Time to change your kitchen? It’s the kind of thing that happens when work surfaces begin to look a little tired, when you spot a fancy new induction hob or maybe when you move house, but it will involve money.

If you’re on a budget, you may head for the freshly opened Ikea Planning Studio on London’s Tottenham Court Road, where on display are a range of kitchen roomsets and, on the floor above, a number of staff are on hand to help you cook up a food prep area to gasp over.

All good, but what happens if you happen to want a bedroom? Doubtless the same staff could help you to select from Ikea’s online emporium and go through the process of creating a dream bedroom, as it were, but the experience is unlikely to be as first hand as looking at stock/roomsets to get you in the mood and then heading off to the store’s design area.

Urban appeal

Follow this line of thought and it appears there are currently two approaches to the business of setting up shop in an urban location.

The first is to go niche and create an interior that will appeal to louche urban dwellers who want to make their urban pad ‘just so’. This will mean stores catering for kitchen buyers, other outlets for those wanting a new bedroom and standalone sitting room emporia, for example.

Then there are the catch-all merchants that will try to portray the essence of all, say, home interiors, with a few beds, a couple of kitchens and maybe a sofa or two (accompanied by appropriate accessories: mugs, jugs, scatter cushions and suchlike).

The latter approach is exemplified by the new Heals store in Westfield’s shopping centre at Shepherd’s Bush, which covers everything you might need for a contemporary home, albeit not in great depth.

But which is more likely to yield positive results?
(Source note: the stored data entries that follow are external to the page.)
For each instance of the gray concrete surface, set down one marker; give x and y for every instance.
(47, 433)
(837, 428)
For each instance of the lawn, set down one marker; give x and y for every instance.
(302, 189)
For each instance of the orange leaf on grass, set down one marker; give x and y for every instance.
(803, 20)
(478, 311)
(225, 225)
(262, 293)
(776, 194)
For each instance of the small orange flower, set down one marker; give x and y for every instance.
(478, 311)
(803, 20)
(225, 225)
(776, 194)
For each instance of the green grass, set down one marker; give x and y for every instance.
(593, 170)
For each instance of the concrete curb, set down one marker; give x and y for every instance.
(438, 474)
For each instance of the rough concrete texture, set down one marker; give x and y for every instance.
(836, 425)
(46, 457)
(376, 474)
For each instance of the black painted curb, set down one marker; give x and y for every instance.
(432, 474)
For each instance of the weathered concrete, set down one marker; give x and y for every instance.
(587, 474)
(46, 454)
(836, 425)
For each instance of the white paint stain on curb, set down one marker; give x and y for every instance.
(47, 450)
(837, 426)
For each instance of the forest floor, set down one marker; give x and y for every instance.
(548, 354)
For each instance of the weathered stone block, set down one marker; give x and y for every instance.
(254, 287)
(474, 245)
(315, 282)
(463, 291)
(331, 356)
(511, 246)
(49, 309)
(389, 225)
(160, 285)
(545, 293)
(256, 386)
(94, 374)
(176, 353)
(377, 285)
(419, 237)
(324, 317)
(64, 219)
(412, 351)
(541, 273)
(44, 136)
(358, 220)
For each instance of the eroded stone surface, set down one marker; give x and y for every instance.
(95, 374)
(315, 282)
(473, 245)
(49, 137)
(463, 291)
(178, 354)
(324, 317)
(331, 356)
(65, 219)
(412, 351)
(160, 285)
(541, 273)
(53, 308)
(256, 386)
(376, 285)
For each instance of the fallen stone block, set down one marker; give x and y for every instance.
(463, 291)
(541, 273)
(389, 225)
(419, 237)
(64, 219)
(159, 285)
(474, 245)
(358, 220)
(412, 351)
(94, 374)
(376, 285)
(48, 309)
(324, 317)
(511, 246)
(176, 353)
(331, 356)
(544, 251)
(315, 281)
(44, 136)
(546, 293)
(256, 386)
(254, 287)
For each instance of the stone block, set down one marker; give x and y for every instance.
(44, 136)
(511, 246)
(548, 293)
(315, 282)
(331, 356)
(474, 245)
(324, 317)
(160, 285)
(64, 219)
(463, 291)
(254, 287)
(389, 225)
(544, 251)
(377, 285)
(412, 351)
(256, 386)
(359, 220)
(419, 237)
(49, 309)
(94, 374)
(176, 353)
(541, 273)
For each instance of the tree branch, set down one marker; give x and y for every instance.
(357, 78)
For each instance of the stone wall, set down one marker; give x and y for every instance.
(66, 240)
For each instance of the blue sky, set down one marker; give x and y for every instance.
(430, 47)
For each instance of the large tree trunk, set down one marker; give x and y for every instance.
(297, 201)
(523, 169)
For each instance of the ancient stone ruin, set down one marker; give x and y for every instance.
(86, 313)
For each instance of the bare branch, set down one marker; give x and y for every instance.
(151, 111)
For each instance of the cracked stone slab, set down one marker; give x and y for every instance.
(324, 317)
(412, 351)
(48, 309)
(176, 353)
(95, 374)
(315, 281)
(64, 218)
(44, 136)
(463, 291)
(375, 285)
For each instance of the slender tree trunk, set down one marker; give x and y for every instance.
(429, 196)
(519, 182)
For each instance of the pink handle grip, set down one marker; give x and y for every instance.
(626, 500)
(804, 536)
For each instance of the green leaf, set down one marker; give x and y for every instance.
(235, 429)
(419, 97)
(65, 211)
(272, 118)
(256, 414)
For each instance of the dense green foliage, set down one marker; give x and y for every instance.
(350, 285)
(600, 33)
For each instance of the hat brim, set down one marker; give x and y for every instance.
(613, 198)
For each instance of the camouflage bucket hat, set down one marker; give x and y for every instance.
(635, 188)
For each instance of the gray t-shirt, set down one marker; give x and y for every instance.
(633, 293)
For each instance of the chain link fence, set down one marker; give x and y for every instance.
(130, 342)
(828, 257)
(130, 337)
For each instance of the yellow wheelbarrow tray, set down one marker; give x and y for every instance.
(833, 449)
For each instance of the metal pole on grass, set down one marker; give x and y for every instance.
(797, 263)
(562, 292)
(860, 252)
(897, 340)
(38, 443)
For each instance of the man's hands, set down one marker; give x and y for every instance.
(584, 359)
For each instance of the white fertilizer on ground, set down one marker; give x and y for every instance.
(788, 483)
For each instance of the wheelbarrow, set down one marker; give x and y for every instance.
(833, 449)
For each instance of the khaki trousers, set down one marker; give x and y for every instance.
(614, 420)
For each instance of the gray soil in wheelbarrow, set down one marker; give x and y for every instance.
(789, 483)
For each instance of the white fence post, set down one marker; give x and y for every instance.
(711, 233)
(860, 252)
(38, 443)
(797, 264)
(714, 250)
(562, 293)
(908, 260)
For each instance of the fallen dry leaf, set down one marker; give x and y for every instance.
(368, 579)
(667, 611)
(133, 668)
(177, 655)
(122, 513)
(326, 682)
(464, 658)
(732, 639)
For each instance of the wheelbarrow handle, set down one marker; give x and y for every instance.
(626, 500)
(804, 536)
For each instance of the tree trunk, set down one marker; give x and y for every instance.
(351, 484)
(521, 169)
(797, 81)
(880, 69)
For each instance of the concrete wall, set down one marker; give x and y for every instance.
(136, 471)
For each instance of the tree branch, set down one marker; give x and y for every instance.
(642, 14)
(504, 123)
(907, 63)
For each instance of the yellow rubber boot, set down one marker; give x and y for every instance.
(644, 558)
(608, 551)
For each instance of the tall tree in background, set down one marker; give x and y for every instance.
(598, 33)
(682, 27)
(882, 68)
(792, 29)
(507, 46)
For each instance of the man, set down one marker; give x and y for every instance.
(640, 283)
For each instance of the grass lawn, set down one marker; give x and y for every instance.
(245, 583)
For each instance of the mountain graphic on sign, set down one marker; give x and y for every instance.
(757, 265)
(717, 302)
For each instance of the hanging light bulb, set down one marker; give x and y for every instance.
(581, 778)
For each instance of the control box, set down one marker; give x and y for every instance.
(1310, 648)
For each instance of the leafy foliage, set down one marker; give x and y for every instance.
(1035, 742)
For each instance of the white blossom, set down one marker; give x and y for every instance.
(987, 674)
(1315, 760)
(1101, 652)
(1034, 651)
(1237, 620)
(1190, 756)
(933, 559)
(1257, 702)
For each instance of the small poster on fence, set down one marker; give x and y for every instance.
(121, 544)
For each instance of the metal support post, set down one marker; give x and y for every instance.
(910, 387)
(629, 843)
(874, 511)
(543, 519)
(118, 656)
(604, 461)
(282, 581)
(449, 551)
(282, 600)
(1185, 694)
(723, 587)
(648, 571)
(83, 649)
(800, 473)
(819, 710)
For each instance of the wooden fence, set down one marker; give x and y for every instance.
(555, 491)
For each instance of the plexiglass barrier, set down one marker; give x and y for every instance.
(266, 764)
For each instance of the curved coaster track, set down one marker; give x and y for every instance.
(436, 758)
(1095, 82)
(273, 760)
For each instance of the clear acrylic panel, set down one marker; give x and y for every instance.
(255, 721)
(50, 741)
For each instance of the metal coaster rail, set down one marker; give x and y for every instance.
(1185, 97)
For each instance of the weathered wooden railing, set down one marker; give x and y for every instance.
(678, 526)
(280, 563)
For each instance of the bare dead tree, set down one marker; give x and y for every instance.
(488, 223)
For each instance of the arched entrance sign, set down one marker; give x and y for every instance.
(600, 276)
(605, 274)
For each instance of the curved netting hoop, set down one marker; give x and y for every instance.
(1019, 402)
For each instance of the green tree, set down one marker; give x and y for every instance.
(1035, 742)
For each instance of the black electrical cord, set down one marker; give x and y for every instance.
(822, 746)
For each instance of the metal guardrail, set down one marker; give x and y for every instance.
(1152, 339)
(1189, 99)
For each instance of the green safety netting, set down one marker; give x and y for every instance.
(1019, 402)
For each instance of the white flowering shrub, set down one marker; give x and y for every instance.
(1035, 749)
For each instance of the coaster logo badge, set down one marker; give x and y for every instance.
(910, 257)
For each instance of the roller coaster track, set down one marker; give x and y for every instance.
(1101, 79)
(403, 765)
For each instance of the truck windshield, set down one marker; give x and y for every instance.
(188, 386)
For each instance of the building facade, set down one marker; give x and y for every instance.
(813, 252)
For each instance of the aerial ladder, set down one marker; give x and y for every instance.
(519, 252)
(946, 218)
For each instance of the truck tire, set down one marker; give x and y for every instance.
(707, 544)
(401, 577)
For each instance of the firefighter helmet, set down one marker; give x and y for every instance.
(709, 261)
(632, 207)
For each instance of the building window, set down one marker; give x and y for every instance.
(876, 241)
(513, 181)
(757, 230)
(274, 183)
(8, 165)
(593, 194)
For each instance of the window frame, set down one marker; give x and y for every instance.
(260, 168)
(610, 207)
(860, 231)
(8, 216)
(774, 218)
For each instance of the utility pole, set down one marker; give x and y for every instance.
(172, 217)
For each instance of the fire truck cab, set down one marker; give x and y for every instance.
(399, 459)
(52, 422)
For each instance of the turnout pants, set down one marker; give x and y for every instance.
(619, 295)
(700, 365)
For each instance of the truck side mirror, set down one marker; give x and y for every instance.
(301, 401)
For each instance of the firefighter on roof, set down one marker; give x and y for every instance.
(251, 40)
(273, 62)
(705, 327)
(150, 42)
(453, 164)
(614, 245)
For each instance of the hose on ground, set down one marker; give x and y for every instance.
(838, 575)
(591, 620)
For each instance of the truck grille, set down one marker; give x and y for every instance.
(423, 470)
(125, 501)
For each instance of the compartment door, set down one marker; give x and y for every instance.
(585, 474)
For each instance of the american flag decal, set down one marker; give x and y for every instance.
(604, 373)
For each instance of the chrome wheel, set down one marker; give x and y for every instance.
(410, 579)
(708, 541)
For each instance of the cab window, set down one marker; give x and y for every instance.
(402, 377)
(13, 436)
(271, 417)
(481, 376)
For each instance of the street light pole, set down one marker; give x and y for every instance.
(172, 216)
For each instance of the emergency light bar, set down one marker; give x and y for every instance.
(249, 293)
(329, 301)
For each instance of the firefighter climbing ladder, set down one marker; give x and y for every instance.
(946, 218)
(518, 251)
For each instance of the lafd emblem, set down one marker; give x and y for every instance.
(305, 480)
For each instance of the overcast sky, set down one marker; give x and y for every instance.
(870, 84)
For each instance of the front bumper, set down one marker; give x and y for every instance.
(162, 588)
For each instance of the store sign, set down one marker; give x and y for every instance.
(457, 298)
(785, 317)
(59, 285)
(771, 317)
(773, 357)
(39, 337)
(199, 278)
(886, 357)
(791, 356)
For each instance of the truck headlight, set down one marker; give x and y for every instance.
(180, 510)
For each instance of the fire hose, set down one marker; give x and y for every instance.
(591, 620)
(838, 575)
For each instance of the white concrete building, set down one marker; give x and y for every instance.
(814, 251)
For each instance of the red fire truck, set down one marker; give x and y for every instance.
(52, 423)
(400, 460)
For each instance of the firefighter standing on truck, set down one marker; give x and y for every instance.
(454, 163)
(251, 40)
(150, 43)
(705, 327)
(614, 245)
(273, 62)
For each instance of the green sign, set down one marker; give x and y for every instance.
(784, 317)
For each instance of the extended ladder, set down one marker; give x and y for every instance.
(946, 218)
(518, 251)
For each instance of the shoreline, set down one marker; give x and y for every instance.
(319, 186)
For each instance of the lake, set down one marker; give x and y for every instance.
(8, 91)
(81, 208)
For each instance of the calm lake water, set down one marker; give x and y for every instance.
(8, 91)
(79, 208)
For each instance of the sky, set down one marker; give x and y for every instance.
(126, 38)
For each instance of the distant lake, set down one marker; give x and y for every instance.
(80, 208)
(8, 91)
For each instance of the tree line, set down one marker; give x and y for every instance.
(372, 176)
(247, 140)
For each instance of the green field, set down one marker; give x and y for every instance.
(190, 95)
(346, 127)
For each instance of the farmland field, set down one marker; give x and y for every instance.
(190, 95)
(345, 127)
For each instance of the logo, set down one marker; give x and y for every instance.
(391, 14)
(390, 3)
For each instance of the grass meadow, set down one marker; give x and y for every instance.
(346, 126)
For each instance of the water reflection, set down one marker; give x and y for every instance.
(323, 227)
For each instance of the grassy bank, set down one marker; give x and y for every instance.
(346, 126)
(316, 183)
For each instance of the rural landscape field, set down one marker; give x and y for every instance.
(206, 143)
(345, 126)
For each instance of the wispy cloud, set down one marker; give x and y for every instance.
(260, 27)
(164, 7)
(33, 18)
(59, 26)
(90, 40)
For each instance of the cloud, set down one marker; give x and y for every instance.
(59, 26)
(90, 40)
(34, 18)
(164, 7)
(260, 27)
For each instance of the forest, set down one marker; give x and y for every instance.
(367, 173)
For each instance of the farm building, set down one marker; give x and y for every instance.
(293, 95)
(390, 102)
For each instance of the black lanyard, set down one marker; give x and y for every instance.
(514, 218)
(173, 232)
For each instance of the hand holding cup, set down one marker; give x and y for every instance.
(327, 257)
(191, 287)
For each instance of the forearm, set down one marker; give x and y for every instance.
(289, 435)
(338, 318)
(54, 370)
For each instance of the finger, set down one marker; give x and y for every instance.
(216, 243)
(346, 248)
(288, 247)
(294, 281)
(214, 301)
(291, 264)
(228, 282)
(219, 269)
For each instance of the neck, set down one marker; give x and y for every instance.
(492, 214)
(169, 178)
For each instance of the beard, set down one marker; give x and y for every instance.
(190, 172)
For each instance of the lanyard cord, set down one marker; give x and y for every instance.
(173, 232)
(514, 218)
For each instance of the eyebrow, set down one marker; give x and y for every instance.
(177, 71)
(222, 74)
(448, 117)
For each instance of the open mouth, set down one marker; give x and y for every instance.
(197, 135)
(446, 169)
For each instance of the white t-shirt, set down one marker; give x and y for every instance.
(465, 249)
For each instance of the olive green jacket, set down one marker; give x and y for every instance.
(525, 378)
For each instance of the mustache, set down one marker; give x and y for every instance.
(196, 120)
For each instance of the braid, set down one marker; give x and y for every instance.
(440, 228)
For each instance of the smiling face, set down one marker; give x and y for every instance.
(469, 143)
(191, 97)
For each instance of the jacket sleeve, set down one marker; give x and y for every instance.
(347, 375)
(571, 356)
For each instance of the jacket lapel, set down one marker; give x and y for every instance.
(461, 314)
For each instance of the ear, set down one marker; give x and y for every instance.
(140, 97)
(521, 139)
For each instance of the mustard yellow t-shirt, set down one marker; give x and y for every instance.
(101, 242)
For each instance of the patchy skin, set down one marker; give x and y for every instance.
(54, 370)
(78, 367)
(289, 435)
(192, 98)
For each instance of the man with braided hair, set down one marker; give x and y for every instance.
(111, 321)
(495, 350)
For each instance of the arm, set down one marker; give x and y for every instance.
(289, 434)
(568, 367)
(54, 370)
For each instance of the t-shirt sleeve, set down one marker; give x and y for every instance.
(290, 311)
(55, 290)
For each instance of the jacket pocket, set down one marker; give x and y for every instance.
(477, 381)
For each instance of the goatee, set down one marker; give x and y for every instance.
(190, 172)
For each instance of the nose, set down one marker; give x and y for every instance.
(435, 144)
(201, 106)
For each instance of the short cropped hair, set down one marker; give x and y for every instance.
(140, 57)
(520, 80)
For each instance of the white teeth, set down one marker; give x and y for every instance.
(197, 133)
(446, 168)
The answer is probably that either will do, as long as they are done well, but the single category does come with a significant caveat.

Width Vs depth?

The Ikea Planning Studio is just across the road from the Heals mothership (which is big enough to cover everything anyway) and the contrast is stark, but both will work for specific shoppers. The problem that Ikea faces is that small space and a single category does mean potentially shedding a few urban customers who might head across the street to Heals, or Habitat. Price is not all.

If you adopt the single category approach and you are in an area where there are options, you’d better be stone cold certain that there are enough customers of your chosen category to bring the whole thing successfully to the boil. Width, not depth, may actually be better.